From: "Jiangning Liu" <jiangning.liu@arm.com>
To: "'Richard Guenther'" <richard.guenther@gmail.com>
Cc: <gcc@gcc.gnu.org>
Subject: RE: A case that PRE optimization hurts performance
Date: Fri, 16 Sep 2011 02:01:00 -0000 [thread overview]
Message-ID: <000001cc7414$7229c610$567d5230$@liu@arm.com> (raw)

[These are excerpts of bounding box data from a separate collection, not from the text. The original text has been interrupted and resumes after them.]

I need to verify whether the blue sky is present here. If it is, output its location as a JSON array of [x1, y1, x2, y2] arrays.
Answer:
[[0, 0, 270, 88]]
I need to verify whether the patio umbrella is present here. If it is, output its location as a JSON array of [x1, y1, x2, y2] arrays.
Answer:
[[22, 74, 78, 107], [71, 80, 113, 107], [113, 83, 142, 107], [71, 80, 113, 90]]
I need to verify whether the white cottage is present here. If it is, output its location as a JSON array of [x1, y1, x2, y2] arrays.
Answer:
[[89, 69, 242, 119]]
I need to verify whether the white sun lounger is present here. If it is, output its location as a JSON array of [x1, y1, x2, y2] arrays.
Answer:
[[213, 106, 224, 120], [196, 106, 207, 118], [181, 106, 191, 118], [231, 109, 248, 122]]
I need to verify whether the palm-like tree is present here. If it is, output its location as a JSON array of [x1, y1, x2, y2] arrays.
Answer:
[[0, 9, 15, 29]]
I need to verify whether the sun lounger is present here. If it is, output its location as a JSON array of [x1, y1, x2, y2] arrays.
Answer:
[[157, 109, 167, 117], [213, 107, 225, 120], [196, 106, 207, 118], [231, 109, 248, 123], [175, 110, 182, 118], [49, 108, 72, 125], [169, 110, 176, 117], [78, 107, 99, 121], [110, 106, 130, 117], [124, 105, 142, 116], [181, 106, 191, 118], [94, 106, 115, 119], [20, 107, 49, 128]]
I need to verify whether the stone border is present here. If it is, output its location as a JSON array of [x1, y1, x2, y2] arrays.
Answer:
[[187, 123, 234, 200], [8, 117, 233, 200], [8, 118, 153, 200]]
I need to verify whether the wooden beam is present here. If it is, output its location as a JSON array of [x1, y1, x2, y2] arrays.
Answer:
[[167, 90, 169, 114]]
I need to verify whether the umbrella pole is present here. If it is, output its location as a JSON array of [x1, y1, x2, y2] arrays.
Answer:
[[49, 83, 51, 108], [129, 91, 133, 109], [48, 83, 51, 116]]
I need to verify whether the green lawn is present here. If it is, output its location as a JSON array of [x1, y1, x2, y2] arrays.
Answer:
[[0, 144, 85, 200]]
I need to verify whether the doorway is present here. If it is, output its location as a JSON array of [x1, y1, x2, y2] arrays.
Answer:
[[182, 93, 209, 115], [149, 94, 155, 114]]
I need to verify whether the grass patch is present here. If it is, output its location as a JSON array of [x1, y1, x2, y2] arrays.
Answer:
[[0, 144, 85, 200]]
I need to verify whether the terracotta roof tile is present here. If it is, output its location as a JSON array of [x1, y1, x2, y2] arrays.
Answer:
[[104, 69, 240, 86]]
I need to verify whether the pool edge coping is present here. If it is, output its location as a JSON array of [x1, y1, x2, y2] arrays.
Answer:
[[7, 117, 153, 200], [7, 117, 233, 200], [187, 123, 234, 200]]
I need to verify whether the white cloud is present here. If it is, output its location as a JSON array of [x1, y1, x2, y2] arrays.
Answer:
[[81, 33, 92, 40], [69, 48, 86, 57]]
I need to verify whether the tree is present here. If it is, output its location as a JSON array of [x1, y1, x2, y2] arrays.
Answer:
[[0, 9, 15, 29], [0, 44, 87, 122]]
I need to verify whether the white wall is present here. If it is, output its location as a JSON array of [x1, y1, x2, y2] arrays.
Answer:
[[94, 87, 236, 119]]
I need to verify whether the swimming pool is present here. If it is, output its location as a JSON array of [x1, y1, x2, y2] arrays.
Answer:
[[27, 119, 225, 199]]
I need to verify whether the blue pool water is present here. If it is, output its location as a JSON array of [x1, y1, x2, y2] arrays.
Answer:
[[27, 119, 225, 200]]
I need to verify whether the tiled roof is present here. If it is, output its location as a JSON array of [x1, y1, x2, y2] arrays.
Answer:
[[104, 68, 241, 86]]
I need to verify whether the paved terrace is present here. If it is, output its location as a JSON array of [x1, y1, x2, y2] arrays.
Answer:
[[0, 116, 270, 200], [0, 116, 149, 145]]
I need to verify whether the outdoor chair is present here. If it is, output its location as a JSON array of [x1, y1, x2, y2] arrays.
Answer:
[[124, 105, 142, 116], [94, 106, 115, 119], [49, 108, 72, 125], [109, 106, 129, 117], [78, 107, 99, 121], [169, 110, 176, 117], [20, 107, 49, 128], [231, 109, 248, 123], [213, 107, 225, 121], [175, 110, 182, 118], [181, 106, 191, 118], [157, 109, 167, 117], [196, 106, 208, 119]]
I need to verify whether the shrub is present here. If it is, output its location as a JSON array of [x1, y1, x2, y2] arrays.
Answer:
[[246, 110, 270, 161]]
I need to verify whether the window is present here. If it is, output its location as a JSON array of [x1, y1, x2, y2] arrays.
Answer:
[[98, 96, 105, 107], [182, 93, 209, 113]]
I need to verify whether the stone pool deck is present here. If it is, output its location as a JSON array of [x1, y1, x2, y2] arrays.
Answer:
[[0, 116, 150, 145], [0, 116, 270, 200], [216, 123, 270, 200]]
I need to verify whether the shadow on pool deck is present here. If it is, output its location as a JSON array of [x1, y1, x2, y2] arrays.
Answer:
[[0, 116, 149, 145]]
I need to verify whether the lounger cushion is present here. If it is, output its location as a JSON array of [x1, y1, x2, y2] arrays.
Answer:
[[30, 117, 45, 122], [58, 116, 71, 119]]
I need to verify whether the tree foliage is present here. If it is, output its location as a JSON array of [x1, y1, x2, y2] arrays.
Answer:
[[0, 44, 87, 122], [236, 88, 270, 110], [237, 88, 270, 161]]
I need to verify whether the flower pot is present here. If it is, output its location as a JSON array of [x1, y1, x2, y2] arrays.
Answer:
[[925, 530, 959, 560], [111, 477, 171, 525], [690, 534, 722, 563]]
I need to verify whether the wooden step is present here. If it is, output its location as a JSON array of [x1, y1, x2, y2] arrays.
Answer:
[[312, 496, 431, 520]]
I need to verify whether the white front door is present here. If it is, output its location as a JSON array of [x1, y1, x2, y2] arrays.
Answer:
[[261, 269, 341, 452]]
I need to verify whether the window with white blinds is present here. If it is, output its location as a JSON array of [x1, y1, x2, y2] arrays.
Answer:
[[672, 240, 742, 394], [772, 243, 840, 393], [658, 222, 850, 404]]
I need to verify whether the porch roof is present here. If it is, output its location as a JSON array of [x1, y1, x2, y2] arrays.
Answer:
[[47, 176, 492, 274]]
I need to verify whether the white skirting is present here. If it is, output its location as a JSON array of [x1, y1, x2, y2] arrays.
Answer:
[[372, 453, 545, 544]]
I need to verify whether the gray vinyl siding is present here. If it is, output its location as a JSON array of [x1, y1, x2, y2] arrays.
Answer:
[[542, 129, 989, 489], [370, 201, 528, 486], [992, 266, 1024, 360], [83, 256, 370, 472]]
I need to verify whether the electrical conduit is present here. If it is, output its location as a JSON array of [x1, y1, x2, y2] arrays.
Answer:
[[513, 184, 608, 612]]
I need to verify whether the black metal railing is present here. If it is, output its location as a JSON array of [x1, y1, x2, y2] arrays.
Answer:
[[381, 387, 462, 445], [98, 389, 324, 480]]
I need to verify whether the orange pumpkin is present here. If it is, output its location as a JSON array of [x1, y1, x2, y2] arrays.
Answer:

In-Reply-To: <CAFiYyc0KyF4unL8hurQ77=rArSrxonFzz_MGKZDLZ=rSYZ__DQ@mail.gmail.com>
Hi Richard,
I slightly changed the case to be like below,
int f(char *t) {
int s=0;
while (*t && s != 1) {
switch (s) {
case 0: /* path 1 */
s = 2;
break;
case 2: /* path 2 */
s = 3; /* changed */
break;
default: /* path 3 */
if (*t == '-')
s = 2;
break;
}
t++;
}
return s;
}
"-O2" is still worse than "-O2 -fno-tree-pre".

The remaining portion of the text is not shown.